A scene from "The Following." (David Giesbrecth / FOX )
“The Following,” a new Fox drama about the hunt for a cult of killers is coming under scrutiny in the wake of the elementary school shooting in Newtown, Conn., last month.
Premiering on Jan. 21, “The Following” stars Kevin Bacon as a former FBI agent trying to hunt down a group of murderers who are inspired by a charismatic serial killer who is behind bars. The show, which has received good buzz, has no shortage of blood and gore.
Fox Broadcasting Entertainment Chairman Kevin Reilly defended “The Following” on Tuesday at the semi-annual Television Critics Assn. Press Tour in Pasadena.

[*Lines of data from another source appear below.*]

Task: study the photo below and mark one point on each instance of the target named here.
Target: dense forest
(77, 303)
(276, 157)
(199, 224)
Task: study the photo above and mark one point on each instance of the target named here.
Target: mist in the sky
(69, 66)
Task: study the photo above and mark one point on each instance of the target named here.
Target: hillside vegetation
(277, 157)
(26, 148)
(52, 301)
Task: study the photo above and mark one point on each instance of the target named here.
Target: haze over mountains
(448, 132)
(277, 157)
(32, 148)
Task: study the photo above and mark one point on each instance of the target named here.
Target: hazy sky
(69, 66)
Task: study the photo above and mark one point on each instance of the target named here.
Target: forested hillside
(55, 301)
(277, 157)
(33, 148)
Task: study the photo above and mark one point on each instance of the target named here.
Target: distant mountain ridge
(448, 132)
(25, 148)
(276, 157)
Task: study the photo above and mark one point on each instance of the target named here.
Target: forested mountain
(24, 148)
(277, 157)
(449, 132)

“I’m putting on an excellent thriller, I’m not glorifying killers,” Reilly said. “Part of what we do on television is provide escapism. It could be laughter, it could be fantasy, it could also be your worst nightmare come to life.”
The issue of violence in media has heated up lately after Newtown and last summer’s mass shooting at a movie theater in Aurora, Colo. Reilly said Fox takes the issue seriously. However, he didn’t think television should be singled out as a culprit.
“We all want to put our finger on one thing and say, 'that’s the problem,'" Reilly said, adding that the role of media should be part of a “broader societal conversation.”
Kevin Williamson, the creator of “The Following,” acknowledged that the show is “not for the faint of heart.” Williamson, whose previous TV credits include “Dawson’s Creek” and “The Vampire Diaries,” said what happens in the real world does “find its way into what I do.” The youthful killers in “The Following,” he added, were influenced somewhat by the Columbine High School shootings. Williamson said he wanted to “shine a light on some of those kids.”
At the same time, Williamson added that he is writing fiction. “I’m a storyteller.”
The controversy around the show could boost ratings, which would be welcomed by Fox given the bad fall the network endured. Fox was down 20% in viewers and adults ages 18-49.
“It’s been a very tough and disappointing season,” Reilly said. Among the disappointments were the Monday night drama “Mob Doctor,” which was canceled, and new Tuesday comedies “Ben and Kate” and “The Mindy Project,” both of which are struggling. Also, the second season of “The X Factor” with Britney Spears as a judge saw its ratings fall from last year.
As in previous years, Fox is hoping “American Idol” will help the network rebound. The show has three new judges – Keith Urban, Mariah Carey and Nicki Minaj – and Fox is hoping that sparks between the latter two will bring in viewers.
“This panel has reinvigorated the show,” said Mike Darnell, Fox’s president of alternative entertainment. Darnell acknowledged that “American Idol” has spurned too many copycats but added, “this is still the king of shows, it is the only one that makes stars.”
Fox also announced plans to develop two limited run dramatic series. One of the series, “Wayward Pines,” is from director M. Night Shyamalan.